7/9/08

"In America, Before We Notice Things, Things Have To Become Bad.”

Here's another delicious article (I really hope you guys are eating up these platters I keep serving you) on Ed Burns and his work on The Wire and his upcoming project Generation Kill. Burns after retiring from the police force became a public school teacher in Baltimore for 4 years. Burns in an HBO interview describes the difficulty public school teachers face today:

"Their needs are so phenomenal on the educational level. And then, as you get to know them, you realize that that is just the crust on the cake. Kids are seeing people killed in front of them. In the first year I was teaching, there were 120 kids in our group; thirteen had been shot. This was in seventh grade. Lots had been stabbed. All of them had been abused, one way or the other. So when you put them in a classroom with a curriculum that doesn't compute with their world, everybody has a way of surviving, right?

You have the small boy who becomes a doll for the girls, they're playing with his hair. Other kids are reading magazines, drawing on their desks. Kids are spitting sunflower seeds on the floor. Other kids are drinking vodka from what you thought was a water bottle. And the noise level makes it very difficult for anything to progress."

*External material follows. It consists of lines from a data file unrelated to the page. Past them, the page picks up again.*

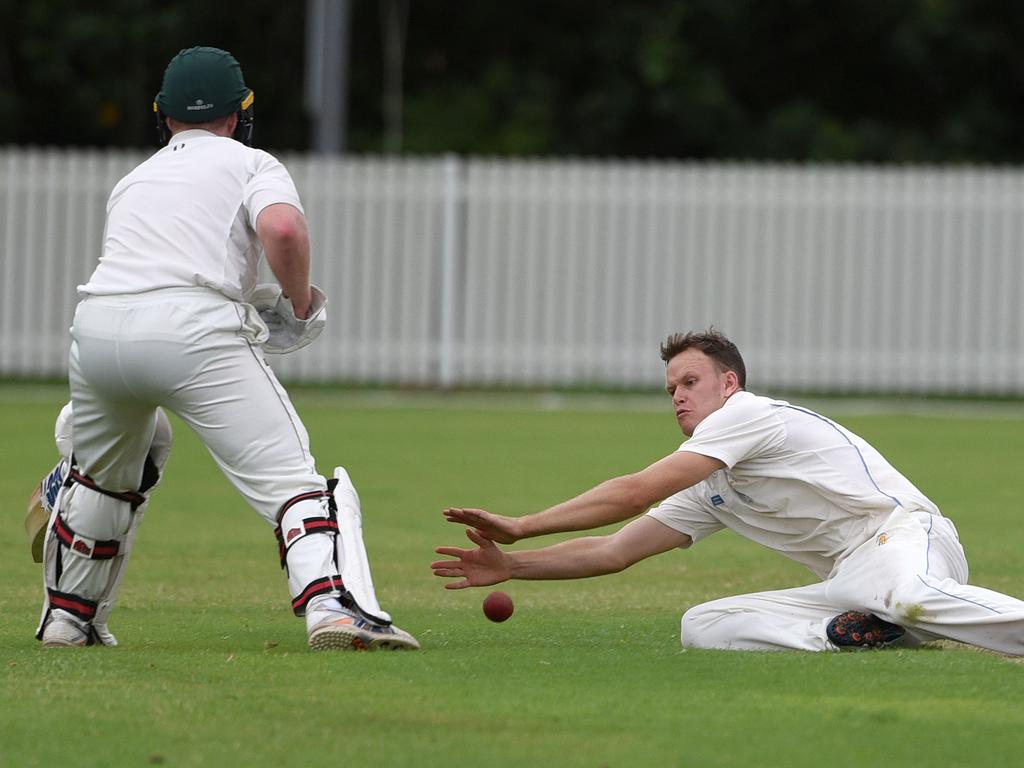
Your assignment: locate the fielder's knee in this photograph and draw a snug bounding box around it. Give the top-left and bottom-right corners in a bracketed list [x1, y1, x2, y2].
[680, 603, 721, 649]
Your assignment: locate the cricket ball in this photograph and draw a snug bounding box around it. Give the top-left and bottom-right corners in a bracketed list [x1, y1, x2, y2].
[482, 590, 514, 622]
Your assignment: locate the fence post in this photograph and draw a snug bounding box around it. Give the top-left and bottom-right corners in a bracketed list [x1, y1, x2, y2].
[438, 153, 461, 388]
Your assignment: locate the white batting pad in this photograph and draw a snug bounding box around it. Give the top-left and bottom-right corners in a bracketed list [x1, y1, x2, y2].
[333, 467, 391, 622]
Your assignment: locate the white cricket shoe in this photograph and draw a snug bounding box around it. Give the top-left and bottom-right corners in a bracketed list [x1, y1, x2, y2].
[41, 611, 89, 648]
[306, 597, 420, 651]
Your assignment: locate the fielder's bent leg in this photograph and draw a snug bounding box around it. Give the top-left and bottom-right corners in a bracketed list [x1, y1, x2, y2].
[681, 583, 838, 652]
[825, 509, 1024, 655]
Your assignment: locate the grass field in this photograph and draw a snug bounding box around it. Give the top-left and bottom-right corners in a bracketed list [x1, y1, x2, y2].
[2, 383, 1024, 767]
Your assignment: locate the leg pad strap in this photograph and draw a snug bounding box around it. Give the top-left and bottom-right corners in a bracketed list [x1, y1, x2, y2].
[274, 488, 338, 569]
[45, 589, 98, 623]
[292, 574, 344, 616]
[54, 514, 120, 560]
[66, 469, 145, 510]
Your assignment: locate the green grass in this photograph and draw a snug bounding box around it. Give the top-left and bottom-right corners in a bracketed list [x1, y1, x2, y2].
[2, 384, 1024, 767]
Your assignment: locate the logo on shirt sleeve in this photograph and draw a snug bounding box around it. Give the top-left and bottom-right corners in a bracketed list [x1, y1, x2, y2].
[710, 494, 725, 506]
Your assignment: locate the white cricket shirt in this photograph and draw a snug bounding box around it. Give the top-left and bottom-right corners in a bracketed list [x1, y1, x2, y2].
[79, 129, 304, 301]
[646, 391, 940, 579]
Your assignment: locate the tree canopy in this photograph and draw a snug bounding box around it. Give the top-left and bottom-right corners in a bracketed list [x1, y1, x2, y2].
[3, 0, 1024, 161]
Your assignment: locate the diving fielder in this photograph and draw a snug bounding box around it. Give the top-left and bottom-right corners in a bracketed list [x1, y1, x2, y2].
[434, 330, 1024, 654]
[35, 46, 417, 651]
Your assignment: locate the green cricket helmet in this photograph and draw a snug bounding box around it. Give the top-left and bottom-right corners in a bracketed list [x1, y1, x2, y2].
[153, 46, 255, 146]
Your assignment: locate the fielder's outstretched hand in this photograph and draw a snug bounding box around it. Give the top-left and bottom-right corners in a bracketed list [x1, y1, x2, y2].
[432, 528, 511, 589]
[443, 507, 522, 544]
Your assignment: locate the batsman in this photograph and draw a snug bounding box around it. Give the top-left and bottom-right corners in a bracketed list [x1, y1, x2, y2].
[31, 46, 418, 651]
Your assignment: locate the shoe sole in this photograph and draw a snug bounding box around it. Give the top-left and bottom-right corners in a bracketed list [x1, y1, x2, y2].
[827, 611, 904, 649]
[308, 626, 419, 652]
[42, 638, 87, 648]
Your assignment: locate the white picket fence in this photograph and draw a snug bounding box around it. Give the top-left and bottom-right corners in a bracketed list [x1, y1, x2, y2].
[2, 148, 1023, 394]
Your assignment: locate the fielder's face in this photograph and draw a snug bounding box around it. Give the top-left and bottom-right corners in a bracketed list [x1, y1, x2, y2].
[664, 349, 740, 436]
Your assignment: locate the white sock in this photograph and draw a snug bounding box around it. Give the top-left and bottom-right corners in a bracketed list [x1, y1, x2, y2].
[306, 595, 354, 634]
[307, 595, 344, 616]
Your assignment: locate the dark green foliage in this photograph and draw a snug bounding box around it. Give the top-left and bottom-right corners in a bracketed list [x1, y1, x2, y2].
[3, 1, 1024, 160]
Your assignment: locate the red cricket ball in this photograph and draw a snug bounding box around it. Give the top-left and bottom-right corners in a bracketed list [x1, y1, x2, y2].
[482, 590, 514, 622]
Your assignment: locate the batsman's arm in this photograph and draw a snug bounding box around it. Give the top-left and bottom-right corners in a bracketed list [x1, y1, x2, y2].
[432, 516, 691, 588]
[444, 451, 723, 543]
[258, 203, 312, 319]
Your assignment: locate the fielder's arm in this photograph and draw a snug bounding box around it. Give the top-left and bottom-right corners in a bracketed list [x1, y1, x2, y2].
[432, 515, 692, 589]
[443, 451, 723, 543]
[258, 203, 312, 318]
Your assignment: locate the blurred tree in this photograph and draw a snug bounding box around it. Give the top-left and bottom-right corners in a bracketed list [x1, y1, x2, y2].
[3, 0, 1024, 161]
[0, 0, 306, 150]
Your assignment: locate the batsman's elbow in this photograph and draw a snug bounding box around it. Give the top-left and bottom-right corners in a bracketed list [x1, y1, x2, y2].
[256, 203, 308, 245]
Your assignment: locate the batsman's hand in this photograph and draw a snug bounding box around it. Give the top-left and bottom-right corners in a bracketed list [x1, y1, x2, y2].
[249, 283, 328, 354]
[443, 507, 523, 544]
[431, 528, 511, 589]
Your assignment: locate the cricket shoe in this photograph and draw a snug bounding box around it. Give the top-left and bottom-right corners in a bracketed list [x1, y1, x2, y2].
[41, 611, 89, 648]
[306, 598, 420, 651]
[826, 610, 905, 649]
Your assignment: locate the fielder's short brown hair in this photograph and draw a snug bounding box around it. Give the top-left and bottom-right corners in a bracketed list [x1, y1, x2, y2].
[659, 329, 746, 388]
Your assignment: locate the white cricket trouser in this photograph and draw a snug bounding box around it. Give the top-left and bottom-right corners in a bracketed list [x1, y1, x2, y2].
[58, 288, 335, 607]
[681, 508, 1024, 655]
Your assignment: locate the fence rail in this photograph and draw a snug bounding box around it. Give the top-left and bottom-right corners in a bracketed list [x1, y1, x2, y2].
[2, 149, 1022, 394]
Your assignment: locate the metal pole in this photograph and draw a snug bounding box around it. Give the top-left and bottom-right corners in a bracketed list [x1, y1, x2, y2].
[305, 0, 350, 154]
[438, 154, 462, 388]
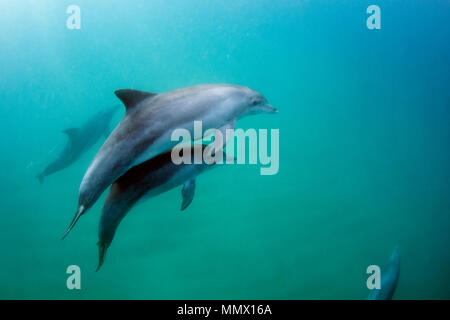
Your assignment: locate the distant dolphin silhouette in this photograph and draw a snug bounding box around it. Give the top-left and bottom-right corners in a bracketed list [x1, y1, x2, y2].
[64, 84, 277, 238]
[36, 106, 118, 184]
[368, 246, 400, 300]
[96, 145, 226, 271]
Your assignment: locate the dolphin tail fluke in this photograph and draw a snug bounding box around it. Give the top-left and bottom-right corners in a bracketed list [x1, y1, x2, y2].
[96, 241, 108, 271]
[36, 173, 45, 185]
[62, 205, 85, 239]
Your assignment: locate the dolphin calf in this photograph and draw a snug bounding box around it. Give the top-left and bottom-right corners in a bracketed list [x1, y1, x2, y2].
[96, 145, 224, 270]
[36, 106, 118, 184]
[368, 246, 400, 300]
[64, 84, 277, 237]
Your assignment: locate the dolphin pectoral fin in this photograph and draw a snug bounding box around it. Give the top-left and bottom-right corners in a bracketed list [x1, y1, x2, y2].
[196, 121, 235, 145]
[96, 241, 108, 271]
[114, 89, 158, 112]
[218, 120, 235, 147]
[62, 205, 85, 239]
[181, 178, 196, 211]
[36, 173, 45, 185]
[62, 128, 81, 144]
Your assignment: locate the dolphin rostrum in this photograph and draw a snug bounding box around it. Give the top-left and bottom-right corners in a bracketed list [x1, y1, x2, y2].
[368, 246, 400, 300]
[96, 145, 225, 270]
[64, 84, 277, 238]
[36, 106, 118, 184]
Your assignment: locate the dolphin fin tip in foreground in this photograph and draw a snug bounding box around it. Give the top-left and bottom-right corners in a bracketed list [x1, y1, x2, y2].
[181, 178, 196, 211]
[61, 205, 85, 239]
[96, 241, 107, 271]
[367, 246, 401, 300]
[36, 173, 44, 185]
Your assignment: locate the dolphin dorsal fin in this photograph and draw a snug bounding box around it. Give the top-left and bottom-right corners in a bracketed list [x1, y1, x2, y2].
[181, 178, 196, 211]
[114, 89, 157, 112]
[62, 128, 80, 143]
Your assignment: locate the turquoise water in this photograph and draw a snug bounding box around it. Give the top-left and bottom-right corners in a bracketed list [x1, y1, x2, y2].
[0, 0, 449, 299]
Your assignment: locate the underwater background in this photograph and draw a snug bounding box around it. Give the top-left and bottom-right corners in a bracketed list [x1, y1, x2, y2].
[0, 0, 449, 299]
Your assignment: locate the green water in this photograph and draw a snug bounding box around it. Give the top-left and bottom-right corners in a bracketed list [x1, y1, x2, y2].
[0, 0, 449, 299]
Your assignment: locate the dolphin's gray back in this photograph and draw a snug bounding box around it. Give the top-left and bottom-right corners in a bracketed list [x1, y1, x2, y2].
[83, 84, 245, 206]
[120, 84, 242, 140]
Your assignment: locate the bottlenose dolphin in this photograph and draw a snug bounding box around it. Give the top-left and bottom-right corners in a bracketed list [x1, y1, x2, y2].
[96, 145, 224, 270]
[36, 106, 118, 184]
[368, 246, 400, 300]
[64, 84, 277, 237]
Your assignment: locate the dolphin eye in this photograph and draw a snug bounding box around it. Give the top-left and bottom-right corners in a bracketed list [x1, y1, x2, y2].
[252, 100, 258, 106]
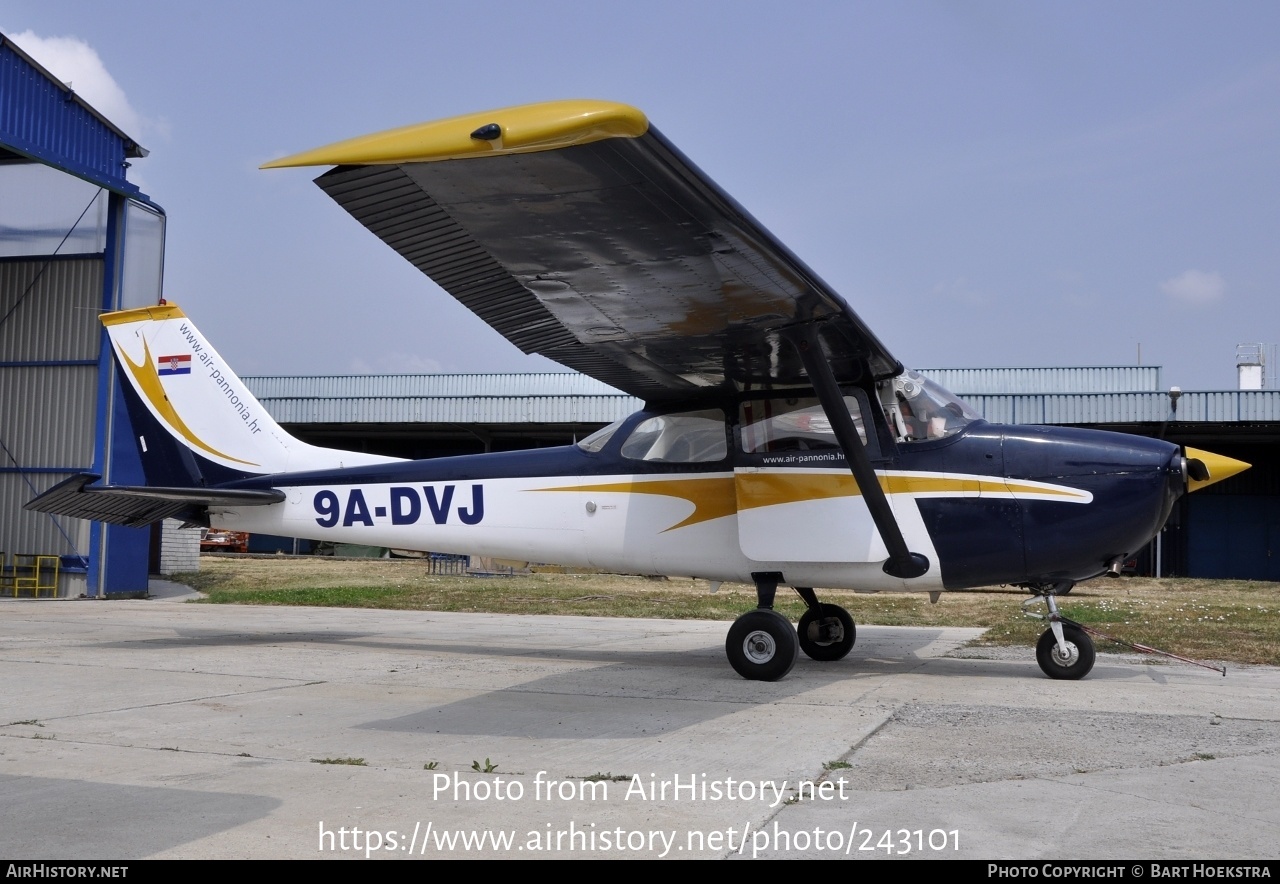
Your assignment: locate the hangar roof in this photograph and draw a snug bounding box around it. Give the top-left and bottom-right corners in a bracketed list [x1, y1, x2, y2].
[0, 32, 149, 197]
[242, 368, 1280, 427]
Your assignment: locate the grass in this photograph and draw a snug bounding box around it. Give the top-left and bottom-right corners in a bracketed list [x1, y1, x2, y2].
[178, 557, 1280, 666]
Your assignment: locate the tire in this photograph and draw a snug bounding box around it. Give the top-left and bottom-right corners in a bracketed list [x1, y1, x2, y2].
[797, 604, 856, 661]
[726, 610, 799, 681]
[1036, 624, 1095, 680]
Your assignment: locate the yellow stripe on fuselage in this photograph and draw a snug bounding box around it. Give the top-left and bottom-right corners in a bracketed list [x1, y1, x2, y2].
[735, 471, 1089, 509]
[534, 477, 737, 532]
[531, 470, 1090, 532]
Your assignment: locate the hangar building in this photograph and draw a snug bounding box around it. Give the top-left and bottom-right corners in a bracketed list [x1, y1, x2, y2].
[1, 33, 163, 597]
[240, 365, 1279, 582]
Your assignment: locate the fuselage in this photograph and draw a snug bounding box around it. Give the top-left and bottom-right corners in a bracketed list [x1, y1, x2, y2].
[75, 274, 1197, 600]
[214, 407, 1183, 593]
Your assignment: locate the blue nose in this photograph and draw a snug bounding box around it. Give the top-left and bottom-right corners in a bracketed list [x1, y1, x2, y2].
[1005, 426, 1182, 583]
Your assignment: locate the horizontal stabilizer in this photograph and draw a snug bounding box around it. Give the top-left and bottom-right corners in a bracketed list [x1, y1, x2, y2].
[24, 474, 285, 528]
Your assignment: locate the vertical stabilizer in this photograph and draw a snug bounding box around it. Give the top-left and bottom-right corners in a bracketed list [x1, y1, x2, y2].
[104, 303, 400, 481]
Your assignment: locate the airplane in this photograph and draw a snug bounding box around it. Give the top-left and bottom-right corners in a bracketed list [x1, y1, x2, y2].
[27, 100, 1250, 683]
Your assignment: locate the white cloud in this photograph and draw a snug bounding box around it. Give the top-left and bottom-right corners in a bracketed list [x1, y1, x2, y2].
[1160, 269, 1226, 306]
[6, 30, 143, 138]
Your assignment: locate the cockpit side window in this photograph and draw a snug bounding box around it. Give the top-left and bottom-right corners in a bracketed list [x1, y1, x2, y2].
[619, 409, 728, 463]
[738, 395, 867, 454]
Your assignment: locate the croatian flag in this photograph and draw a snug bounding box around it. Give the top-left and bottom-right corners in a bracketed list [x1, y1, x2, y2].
[157, 354, 192, 376]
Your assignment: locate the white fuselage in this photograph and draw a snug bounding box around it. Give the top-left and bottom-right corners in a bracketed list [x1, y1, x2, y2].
[216, 469, 948, 592]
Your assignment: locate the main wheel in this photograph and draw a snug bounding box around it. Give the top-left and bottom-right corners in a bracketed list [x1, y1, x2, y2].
[726, 610, 799, 681]
[1036, 624, 1095, 680]
[797, 604, 856, 661]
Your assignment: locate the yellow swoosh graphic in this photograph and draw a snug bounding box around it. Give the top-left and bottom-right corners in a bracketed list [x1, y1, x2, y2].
[735, 472, 1089, 510]
[532, 471, 1089, 532]
[532, 477, 737, 532]
[117, 337, 258, 467]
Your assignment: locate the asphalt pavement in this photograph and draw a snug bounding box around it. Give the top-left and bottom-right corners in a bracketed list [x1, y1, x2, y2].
[2, 582, 1277, 860]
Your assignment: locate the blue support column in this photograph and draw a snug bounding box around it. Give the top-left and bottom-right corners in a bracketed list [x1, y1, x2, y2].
[103, 372, 150, 595]
[89, 191, 150, 596]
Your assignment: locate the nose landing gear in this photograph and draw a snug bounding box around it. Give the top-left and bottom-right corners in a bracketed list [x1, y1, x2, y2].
[1023, 584, 1095, 680]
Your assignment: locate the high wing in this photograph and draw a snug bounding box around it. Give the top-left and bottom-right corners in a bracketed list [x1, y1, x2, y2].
[262, 100, 900, 402]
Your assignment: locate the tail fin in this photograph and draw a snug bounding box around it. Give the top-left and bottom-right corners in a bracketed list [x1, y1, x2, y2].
[104, 303, 399, 483]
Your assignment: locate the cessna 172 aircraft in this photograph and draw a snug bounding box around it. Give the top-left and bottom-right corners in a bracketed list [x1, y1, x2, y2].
[29, 100, 1249, 682]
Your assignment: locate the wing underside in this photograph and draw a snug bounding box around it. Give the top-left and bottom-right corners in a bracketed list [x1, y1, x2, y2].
[268, 101, 899, 402]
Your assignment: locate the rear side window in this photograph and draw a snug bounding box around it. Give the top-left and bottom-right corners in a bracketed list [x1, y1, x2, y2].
[620, 409, 727, 463]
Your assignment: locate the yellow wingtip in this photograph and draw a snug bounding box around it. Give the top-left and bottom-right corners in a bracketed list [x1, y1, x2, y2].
[1185, 447, 1251, 492]
[260, 100, 649, 169]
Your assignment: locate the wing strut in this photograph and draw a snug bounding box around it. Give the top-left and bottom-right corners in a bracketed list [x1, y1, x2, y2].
[789, 329, 930, 580]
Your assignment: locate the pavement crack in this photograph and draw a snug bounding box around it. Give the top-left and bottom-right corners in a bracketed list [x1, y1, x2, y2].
[0, 680, 329, 723]
[1038, 774, 1277, 826]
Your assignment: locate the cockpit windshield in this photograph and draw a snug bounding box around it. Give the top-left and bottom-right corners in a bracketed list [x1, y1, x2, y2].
[881, 369, 981, 442]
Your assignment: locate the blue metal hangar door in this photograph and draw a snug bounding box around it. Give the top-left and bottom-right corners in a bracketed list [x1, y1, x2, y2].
[1183, 441, 1280, 581]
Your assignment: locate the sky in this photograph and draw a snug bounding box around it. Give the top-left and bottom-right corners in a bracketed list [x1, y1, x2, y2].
[3, 1, 1278, 389]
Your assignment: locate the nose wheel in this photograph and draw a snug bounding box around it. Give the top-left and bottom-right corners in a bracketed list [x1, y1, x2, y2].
[1036, 624, 1095, 679]
[1024, 586, 1096, 680]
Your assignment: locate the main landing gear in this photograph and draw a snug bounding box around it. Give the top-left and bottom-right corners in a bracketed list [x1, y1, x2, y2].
[725, 574, 856, 681]
[1024, 582, 1095, 680]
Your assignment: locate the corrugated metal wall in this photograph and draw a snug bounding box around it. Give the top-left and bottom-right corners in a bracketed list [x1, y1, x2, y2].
[0, 257, 100, 560]
[244, 373, 641, 425]
[962, 391, 1280, 424]
[258, 394, 639, 425]
[0, 259, 102, 358]
[244, 372, 631, 398]
[920, 366, 1163, 394]
[0, 365, 98, 465]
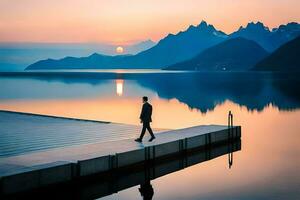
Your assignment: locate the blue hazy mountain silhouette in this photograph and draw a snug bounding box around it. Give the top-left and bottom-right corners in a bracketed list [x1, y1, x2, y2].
[254, 36, 300, 71]
[0, 40, 156, 72]
[126, 39, 156, 55]
[230, 22, 300, 51]
[165, 38, 268, 71]
[26, 21, 227, 70]
[26, 21, 300, 70]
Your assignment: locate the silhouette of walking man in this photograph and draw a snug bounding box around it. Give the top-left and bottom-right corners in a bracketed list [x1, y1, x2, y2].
[135, 96, 155, 142]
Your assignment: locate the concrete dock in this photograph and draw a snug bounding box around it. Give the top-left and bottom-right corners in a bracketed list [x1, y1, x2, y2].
[0, 110, 241, 196]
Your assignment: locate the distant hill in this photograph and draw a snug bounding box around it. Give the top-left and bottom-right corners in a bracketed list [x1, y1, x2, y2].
[253, 36, 300, 71]
[125, 39, 156, 55]
[0, 40, 155, 72]
[230, 22, 300, 51]
[165, 38, 268, 71]
[26, 21, 227, 70]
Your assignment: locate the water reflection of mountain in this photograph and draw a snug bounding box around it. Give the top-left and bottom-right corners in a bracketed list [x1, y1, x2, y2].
[137, 72, 300, 112]
[1, 72, 299, 112]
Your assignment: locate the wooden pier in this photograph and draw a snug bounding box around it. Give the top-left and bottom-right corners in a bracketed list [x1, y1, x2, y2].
[0, 110, 241, 196]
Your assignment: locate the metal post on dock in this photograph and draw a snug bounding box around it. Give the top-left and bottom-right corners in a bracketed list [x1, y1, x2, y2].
[228, 111, 233, 128]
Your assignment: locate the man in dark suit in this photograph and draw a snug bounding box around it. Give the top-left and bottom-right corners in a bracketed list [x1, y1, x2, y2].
[135, 96, 155, 142]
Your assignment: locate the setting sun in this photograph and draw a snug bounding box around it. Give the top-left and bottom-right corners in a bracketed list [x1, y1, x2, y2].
[116, 46, 124, 53]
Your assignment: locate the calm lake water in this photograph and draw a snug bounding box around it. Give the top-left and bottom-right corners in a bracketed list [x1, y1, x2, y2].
[0, 71, 299, 199]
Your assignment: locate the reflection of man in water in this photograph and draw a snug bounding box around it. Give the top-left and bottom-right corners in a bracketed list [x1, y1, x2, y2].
[135, 96, 155, 142]
[139, 180, 154, 200]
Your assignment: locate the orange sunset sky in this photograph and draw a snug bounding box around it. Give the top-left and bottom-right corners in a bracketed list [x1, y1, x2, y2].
[0, 0, 299, 45]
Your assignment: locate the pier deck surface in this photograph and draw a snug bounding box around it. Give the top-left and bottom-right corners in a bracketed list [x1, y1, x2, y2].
[0, 110, 240, 195]
[0, 110, 165, 158]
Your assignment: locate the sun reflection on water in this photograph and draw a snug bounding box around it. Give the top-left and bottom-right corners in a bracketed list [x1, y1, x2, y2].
[116, 79, 124, 96]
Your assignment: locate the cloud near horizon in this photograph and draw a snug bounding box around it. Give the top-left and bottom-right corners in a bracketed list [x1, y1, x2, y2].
[0, 0, 299, 44]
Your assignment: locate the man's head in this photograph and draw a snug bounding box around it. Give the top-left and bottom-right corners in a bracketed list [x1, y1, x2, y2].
[142, 96, 148, 103]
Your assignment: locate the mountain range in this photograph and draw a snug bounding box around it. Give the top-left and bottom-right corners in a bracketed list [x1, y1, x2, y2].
[165, 38, 268, 71]
[0, 40, 156, 71]
[27, 21, 227, 70]
[230, 22, 300, 51]
[254, 36, 300, 71]
[26, 21, 300, 71]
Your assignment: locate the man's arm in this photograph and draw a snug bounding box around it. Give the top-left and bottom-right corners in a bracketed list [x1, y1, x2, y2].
[140, 104, 146, 120]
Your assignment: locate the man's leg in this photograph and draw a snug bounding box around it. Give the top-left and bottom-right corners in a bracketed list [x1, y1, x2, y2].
[146, 123, 155, 138]
[139, 123, 147, 140]
[145, 122, 155, 142]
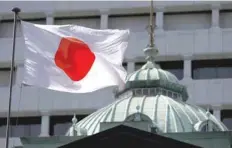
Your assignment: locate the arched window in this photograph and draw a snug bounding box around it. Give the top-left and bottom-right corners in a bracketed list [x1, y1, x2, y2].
[124, 112, 152, 122]
[194, 120, 221, 132]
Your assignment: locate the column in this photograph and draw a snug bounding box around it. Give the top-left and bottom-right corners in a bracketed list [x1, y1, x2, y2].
[100, 9, 109, 29]
[46, 12, 54, 25]
[40, 112, 50, 137]
[15, 65, 24, 86]
[213, 106, 221, 121]
[155, 7, 164, 31]
[213, 109, 221, 121]
[127, 62, 135, 73]
[209, 3, 222, 53]
[0, 16, 3, 37]
[211, 3, 220, 29]
[183, 58, 192, 80]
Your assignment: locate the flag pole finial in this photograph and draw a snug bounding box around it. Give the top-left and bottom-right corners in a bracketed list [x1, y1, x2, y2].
[144, 0, 158, 62]
[12, 7, 21, 14]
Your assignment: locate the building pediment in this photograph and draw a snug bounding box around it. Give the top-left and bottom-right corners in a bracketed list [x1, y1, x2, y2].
[59, 125, 201, 148]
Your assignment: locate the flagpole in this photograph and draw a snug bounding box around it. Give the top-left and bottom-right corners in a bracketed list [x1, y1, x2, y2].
[5, 7, 21, 148]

On HBO this month is a wonderful documentary Hard Times at Douglass High (a Baltimore school) which takes an inside look at one of the toughest schools in the country. Never before has real life made its way into the classroom than today. The classroom is a reflection of what is happening outside the classroom on the streets and at home. In some instances the "Man, fuck school" attitude seems to make a whole lot of sense. How much is actually being learned in class? I had one of the best educations one can get and I have always said that I learned more on the construction site from the men I worked with who had sold drugs all their life, killed people, spent most of their life in prison or who broke their back everyday making an honest life as a laborer just to feed their family than I ever did at school. So it makes sense for a kid to drop out and focus on learning and studying his environment on the streets than at school where there are barely enough books, supplies and resources funded by the state to go around and in a city (Bmore) where there is a teacher shortage so you have uncertified teachers going at it. Hmmmm. Our public school system is one of the biggest jokes our government has played on us. And there is a loud deep from that overfed politician belly laugh that rumbles through every school's hallway like a ghost after the bell rings.